I wanted the premise of this piece to be that people were thinking the Spartans could really use Korie Lucious about now. It turns out almost nobody is making that case. However, there’s still the notion that for tourney purposes, Michigan State must now be judged without Lucious, which in this case is unfair.
Tom Izzo kicked Korie Lucious off the team on January 25 and Michigan State’s results have looked like this since:
L Michigan 61-57 (Home)
W Indiana 84-83 (Home, OT)
L Iowa 72-52 (Road)
The temptation is to say Michigan State is a different team without Lucious playing alongside Kalin Lucas. No doubt the three poor performances against teams in the bottom half of the Big Ten, two of them at home, do not speak well for the post-Lucious era, but the absence of Lucious probably has little to do with this.
It’s difficult to determine how much Lucious is worth, but to get an idea I though it would be a good idea to look at the Vegas lines for the past three games.

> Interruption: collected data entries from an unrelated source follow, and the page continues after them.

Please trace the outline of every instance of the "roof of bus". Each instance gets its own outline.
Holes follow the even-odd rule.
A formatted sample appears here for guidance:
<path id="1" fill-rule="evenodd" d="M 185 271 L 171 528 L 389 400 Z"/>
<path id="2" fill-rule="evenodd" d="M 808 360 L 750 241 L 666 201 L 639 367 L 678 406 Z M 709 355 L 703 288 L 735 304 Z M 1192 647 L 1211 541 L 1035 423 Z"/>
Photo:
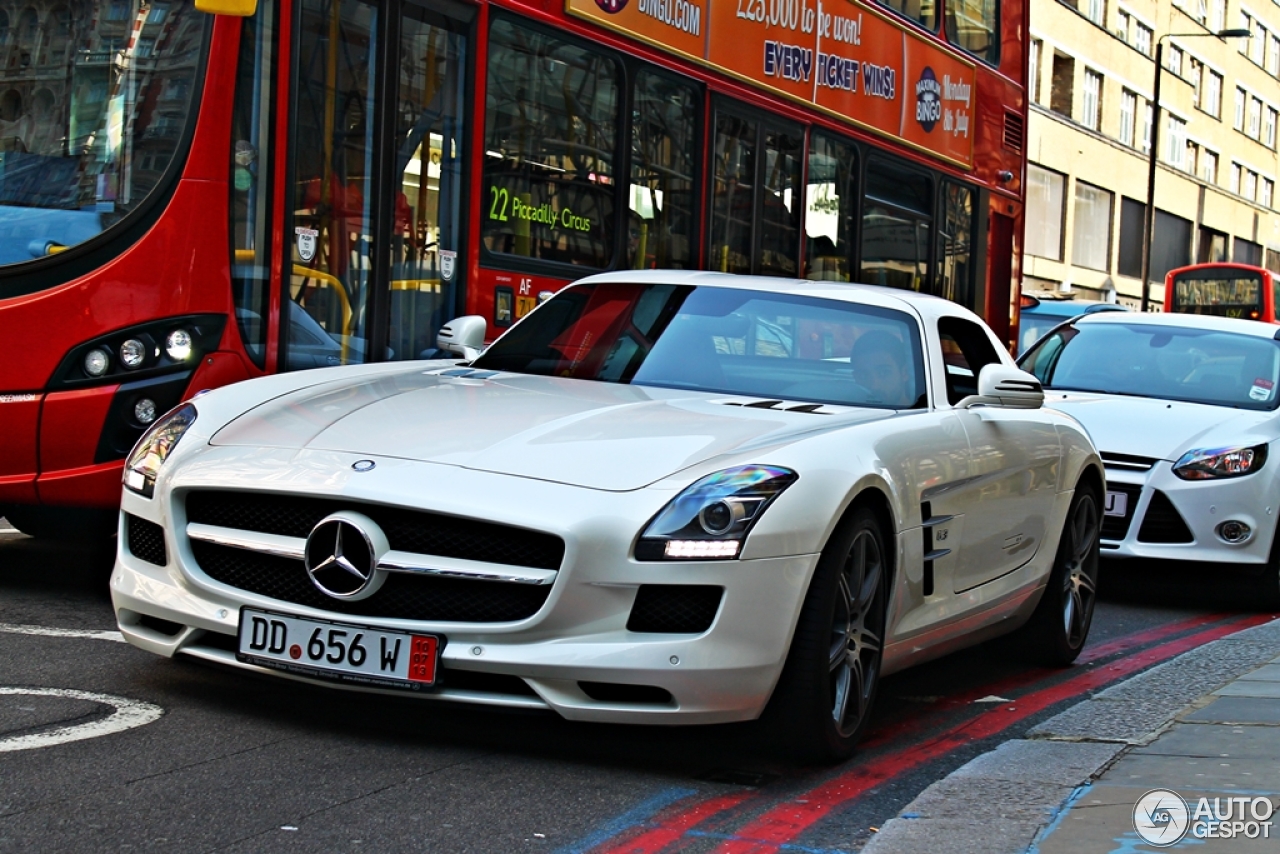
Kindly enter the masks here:
<path id="1" fill-rule="evenodd" d="M 1100 314 L 1084 314 L 1076 324 L 1121 323 L 1130 326 L 1170 326 L 1182 329 L 1198 329 L 1205 332 L 1234 332 L 1255 338 L 1277 338 L 1280 326 L 1261 320 L 1242 320 L 1236 317 L 1216 317 L 1211 314 L 1170 314 L 1154 312 L 1107 311 Z"/>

Vegas: Michigan -10 Indiana -10 Iowa -5
If you do the math, Michigan State has underperformed the Vegas prediction by an average of 16 points per game. Of course, it’s preposterous to suggest Lucious is worth 16 points per game. (Technically, you could conclude he’s worth even more since the lines are already trying to take into account his absence.) I’ll venture it’s pretty unlikely that he’s worth even three.

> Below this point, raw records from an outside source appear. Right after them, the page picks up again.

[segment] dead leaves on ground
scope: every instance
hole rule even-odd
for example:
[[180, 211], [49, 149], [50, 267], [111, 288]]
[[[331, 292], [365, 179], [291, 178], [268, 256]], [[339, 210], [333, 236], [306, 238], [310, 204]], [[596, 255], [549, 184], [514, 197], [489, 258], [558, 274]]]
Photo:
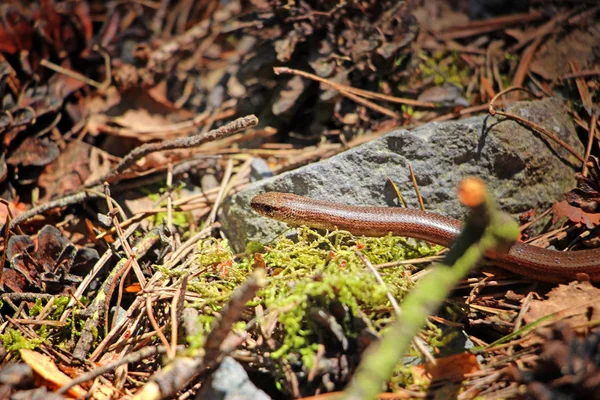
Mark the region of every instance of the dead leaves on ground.
[[[59, 389], [71, 381], [71, 378], [59, 370], [52, 358], [47, 355], [28, 349], [21, 349], [19, 353], [21, 359], [47, 383], [52, 391]], [[79, 385], [73, 386], [69, 389], [68, 393], [72, 397], [83, 397], [86, 395], [86, 391]]]
[[533, 300], [525, 313], [525, 323], [533, 323], [553, 315], [572, 328], [585, 327], [590, 321], [600, 320], [600, 289], [590, 282], [573, 281], [558, 285], [547, 294], [545, 300]]
[[[21, 355], [21, 359], [31, 367], [36, 376], [41, 380], [42, 385], [51, 391], [60, 389], [71, 382], [72, 378], [61, 371], [51, 357], [28, 349], [21, 349], [19, 354]], [[71, 368], [65, 367], [65, 369]], [[82, 398], [87, 396], [87, 392], [81, 386], [75, 385], [66, 394], [71, 398]], [[94, 390], [91, 392], [91, 398], [94, 400], [108, 400], [116, 396], [118, 396], [118, 393], [114, 388], [103, 384], [96, 384]]]
[[6, 256], [11, 269], [1, 283], [15, 293], [63, 292], [79, 283], [99, 257], [94, 249], [78, 249], [51, 225], [39, 231], [35, 242], [28, 235], [11, 236]]
[[534, 400], [597, 399], [600, 393], [600, 332], [580, 337], [566, 324], [542, 335], [539, 360], [530, 370], [511, 366], [508, 375]]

To get an idea of the worth of Lucious, let’s first examine an extreme case. I’m not sure which college player is the most valuable to his team, but among name teams Jimmer Fredette is a reasonable choice. Not only is Fredette an uber-efficient high-volume shooter, but unlike last season, BYU doesn’t have a viable back-up at the point. If BYU lost Fredette, where would they be ranked?
It’s a completely subjective question. Personally, I think they would be no worse than somewhere in the 40’s. The difference between the 10th best team and the 45th best team is about eight points. To be worth ten points, BYU would have to be about 70th. That seems low to me, but we’re just guessing here. At any rate, the most valuable player in America is worth at most ten points.

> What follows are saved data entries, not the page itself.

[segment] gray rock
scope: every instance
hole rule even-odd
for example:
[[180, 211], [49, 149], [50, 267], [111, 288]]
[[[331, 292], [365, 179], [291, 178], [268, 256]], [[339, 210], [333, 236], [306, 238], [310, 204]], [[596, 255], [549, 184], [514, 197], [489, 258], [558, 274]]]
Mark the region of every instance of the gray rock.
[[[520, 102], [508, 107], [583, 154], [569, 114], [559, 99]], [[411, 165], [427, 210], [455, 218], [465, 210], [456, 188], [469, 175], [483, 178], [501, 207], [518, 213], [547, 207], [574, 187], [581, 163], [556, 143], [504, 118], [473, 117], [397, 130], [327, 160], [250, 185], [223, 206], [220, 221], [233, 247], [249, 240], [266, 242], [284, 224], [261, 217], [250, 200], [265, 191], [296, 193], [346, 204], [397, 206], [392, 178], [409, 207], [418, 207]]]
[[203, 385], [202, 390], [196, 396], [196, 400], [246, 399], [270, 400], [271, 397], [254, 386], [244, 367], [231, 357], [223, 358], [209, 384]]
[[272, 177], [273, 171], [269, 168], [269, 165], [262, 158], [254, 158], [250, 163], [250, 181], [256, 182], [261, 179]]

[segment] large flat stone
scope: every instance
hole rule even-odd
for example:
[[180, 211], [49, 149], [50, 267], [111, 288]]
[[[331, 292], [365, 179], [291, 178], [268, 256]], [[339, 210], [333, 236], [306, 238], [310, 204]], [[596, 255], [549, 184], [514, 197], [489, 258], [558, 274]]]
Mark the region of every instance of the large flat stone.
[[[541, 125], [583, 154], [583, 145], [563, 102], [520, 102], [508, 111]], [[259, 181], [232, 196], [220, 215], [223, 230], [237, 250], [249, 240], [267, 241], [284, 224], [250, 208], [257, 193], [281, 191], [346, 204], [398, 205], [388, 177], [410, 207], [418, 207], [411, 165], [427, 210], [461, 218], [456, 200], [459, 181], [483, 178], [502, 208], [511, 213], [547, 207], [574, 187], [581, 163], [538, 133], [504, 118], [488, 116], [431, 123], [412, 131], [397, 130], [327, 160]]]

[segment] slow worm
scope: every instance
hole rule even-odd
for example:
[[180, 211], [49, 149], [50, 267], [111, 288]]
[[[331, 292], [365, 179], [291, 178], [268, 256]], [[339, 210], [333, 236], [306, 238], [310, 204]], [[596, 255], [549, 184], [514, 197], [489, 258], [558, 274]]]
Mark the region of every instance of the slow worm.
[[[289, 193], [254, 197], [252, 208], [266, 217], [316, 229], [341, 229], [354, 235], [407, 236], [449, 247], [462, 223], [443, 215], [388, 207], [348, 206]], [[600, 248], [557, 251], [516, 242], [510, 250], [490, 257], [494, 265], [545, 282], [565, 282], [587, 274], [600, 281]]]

With each passing dud, it gets more difficult to believe that the absence of Lucious is not having some impact. But I’d like to get back to those Vegas spreads. Here’s what my system has forecast for those three games, keeping in mind that unlike Vegas, my system isn’t nearly as quick to react to roster changes.
Pomeroy: Michigan -9 Indiana -8 Iowa -3
In every case the Vegas spread has been more optimistic about the Spartans than my Lucious-influenced predictions. This mirrors the tendency of the last three games that Lucious played – the Vegas prediction was about a point more optimistic than mine. I only invoke Vegas because it’s the most accurate predictive system available. (The average error of the Vegas spread is about nine points, better than any computer rating.) And it hasn’t flinched in the absence of Lucious, even after two ugly performances.
That leads me to believe that the poor play has nothing to do with Lucious, and unless Tom Izzo has lost his team, the Spartans will surely play better – and probably much better relative to their last three efforts – the rest of the way. Their problems going forward will have little to do with Keith Appling being forced into the starting lineup or Mike Kebler getting more minutes and more to do with a rather difficult closing stretch of games. When it comes to getting an at-large bid, folks shouldn’t apply any more weight to the Spartans’ February and March level of play than they do for any other team, because talent-wise, they’re not much different.